The 'dead self' (murda-ye khod) is the man's own spirit, which is lifeless, un-revived, and in desperate need of attention. He has abandoned this crucial inner work. Instead, he fixates on the 'stranger's corpse' (murda-ye bīgāna), which represents a fascination with external miracles and powers that have nothing to do with his own salvation.

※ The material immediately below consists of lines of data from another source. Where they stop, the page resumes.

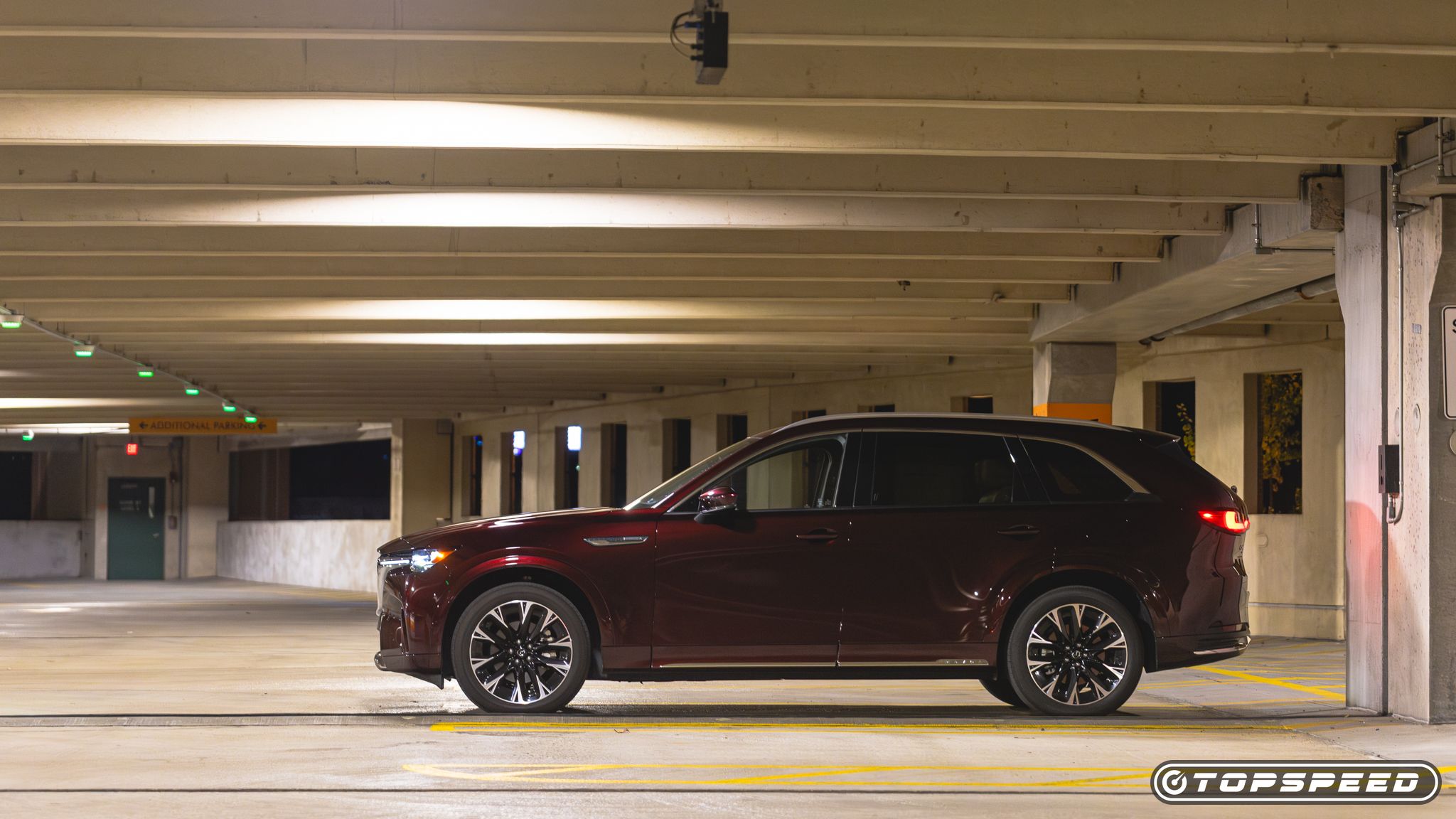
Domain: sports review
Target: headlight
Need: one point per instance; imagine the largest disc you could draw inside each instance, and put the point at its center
(421, 560)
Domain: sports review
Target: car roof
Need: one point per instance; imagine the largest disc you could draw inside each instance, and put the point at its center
(958, 417)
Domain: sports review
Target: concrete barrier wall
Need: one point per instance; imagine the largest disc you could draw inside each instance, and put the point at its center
(41, 548)
(326, 554)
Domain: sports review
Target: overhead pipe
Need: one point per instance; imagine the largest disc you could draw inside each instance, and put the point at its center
(1303, 291)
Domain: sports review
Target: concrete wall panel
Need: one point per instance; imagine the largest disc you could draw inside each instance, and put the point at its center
(328, 554)
(41, 548)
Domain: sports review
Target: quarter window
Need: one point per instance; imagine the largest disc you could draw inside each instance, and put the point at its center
(1071, 474)
(801, 476)
(943, 470)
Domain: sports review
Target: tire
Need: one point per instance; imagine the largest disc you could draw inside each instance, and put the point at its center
(530, 645)
(1075, 678)
(1001, 688)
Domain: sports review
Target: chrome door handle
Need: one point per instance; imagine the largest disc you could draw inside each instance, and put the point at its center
(616, 541)
(819, 537)
(1024, 531)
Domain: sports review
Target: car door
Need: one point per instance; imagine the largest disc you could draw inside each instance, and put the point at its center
(757, 587)
(946, 527)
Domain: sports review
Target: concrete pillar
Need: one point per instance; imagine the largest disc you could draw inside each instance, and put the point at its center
(1074, 381)
(204, 498)
(1361, 273)
(419, 474)
(1400, 550)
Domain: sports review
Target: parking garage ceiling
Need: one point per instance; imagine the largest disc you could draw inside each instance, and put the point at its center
(334, 210)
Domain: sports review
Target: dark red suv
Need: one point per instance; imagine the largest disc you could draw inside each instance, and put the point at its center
(1051, 560)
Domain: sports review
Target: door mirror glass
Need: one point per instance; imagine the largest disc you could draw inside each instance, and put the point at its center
(718, 500)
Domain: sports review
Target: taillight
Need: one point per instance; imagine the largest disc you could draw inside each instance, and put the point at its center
(1231, 520)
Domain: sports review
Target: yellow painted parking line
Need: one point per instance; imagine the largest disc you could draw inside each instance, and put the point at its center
(791, 776)
(1273, 681)
(567, 726)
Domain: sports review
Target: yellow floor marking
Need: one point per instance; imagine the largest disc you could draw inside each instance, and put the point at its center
(800, 776)
(1273, 681)
(852, 727)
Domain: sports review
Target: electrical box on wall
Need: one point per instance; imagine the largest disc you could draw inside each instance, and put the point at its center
(1389, 470)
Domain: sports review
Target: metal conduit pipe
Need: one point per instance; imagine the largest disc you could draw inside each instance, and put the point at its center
(1308, 290)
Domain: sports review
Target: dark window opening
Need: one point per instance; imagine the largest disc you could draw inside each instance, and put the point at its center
(973, 404)
(15, 486)
(513, 471)
(943, 470)
(678, 446)
(732, 429)
(1276, 451)
(615, 464)
(340, 481)
(475, 465)
(568, 466)
(1072, 476)
(1175, 412)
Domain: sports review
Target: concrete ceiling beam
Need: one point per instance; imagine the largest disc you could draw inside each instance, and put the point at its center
(705, 276)
(133, 119)
(1034, 23)
(1307, 82)
(568, 244)
(331, 168)
(597, 209)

Rumi uses this story to critique a common spiritual error: prioritizing outward shows of power or knowledge over the essential, inward task of vivifying one's own soul. The companion wants the power of a prophet without having done the work to purify the self. He is like someone who ignores his own mortal illness to dabble in healing others, a futile and misguided effort.
- رفو
- Darning, mending, patching up. Here it implies a futile attempt to repair something that is fundamentally decayed, like a corpse.
- بیگانه
- Stranger, foreigner, other. In this context, it contrasts with 'khod' (self) to mean that which is external to one's own soul.
- مرده
- Dead, a corpse. Rumi uses it literally for the bones the companion wants to revive, and metaphorically for the man's own spiritually dead soul.